The positives and negatives of Monday’s Raw ratings
The Good:
Hour 1 was the first hour of Monday Night RAW to do over 4 million viewers since Hour 2 of the July 20th show earlier this year. This was the first show to open at over 4 million viewers since June 15th. Hour 3’s 3,825,000 viewers were the highest since 3,830,000 on August 31st. The average viewership was the highest since that same August 31st show. That show featured the return of Sting.

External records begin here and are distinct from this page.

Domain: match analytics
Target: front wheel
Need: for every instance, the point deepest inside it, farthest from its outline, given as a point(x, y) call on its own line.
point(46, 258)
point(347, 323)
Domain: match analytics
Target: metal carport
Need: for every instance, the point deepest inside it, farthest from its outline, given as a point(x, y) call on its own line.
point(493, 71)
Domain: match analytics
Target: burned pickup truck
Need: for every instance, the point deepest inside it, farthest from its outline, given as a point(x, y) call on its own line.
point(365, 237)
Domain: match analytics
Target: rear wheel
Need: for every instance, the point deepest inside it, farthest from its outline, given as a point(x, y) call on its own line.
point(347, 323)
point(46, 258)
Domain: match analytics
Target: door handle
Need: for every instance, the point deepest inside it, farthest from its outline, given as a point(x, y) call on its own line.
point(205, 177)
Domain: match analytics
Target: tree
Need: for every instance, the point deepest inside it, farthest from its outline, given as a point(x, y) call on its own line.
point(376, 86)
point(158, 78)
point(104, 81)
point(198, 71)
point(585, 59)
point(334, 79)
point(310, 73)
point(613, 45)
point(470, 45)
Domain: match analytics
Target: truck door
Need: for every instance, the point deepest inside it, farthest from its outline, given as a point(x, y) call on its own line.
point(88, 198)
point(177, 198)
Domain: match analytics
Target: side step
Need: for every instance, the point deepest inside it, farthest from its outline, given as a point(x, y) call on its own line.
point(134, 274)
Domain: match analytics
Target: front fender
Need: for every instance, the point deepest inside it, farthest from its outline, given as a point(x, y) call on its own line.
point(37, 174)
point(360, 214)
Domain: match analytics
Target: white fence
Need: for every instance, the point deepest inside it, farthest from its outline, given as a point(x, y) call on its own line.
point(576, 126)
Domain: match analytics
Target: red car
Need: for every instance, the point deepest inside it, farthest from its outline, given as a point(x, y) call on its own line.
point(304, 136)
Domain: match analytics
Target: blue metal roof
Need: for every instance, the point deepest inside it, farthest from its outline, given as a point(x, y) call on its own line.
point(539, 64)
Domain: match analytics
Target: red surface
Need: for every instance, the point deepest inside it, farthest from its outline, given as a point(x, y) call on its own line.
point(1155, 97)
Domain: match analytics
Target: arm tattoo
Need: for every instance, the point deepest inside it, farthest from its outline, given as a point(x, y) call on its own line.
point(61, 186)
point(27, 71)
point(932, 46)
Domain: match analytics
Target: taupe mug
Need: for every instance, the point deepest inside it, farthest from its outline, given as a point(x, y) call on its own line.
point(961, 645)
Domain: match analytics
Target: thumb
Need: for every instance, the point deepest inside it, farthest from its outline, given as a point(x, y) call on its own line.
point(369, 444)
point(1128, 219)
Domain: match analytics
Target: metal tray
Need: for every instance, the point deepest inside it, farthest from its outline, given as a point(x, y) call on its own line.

RAW’s viewership average was 10.67% higher than the 2014 post-TLC show, which averaged 3,510,000 viewers. This was just the 3rd week in the last 52 that RAW showed an increase in viewers from the same week the previous year. One of those was the post-Mania show, which aired a week earlier this year.
The Bad:
November’s weekly average viewers for RAW was 3,168,000 viewers, down almost 18% from the November 2014 average of 3,988,000. That was the 12th straight month that RAW showed a decreased number of viewers from the same month a year prior. Even with the impressive number on Monday, RAW is averaging just 3,469,000 in December, down from 3,628,000 in 2014. The show would need to average about 3.8 million viewers over the next two weeks to stop the streak at 12 months of declining ratings. And it would take an extended ratings turnaround for RAW to hit the pre-Mania numbers of 4.035 million (January), 4,013,000 (February) and 4,228,000 (March) of 2015 even with no competition from Monday night football.
Thoughts:
Obviously the buzz surrounding the closing angle of TLC the night before piqued curiosity in this show, leading to the very strong first hour. RAW managed to maintain most of that audience throughout the show. Theoretically the numbers should’ve increased in the third hour leading to the championship match but perhaps fans felt that WWE wouldn’t deliver on a decisive finish and title change. The fact that they did could bring back fan confidence that they have turned things around heading into the Royal Rumble-Wrestlemania season.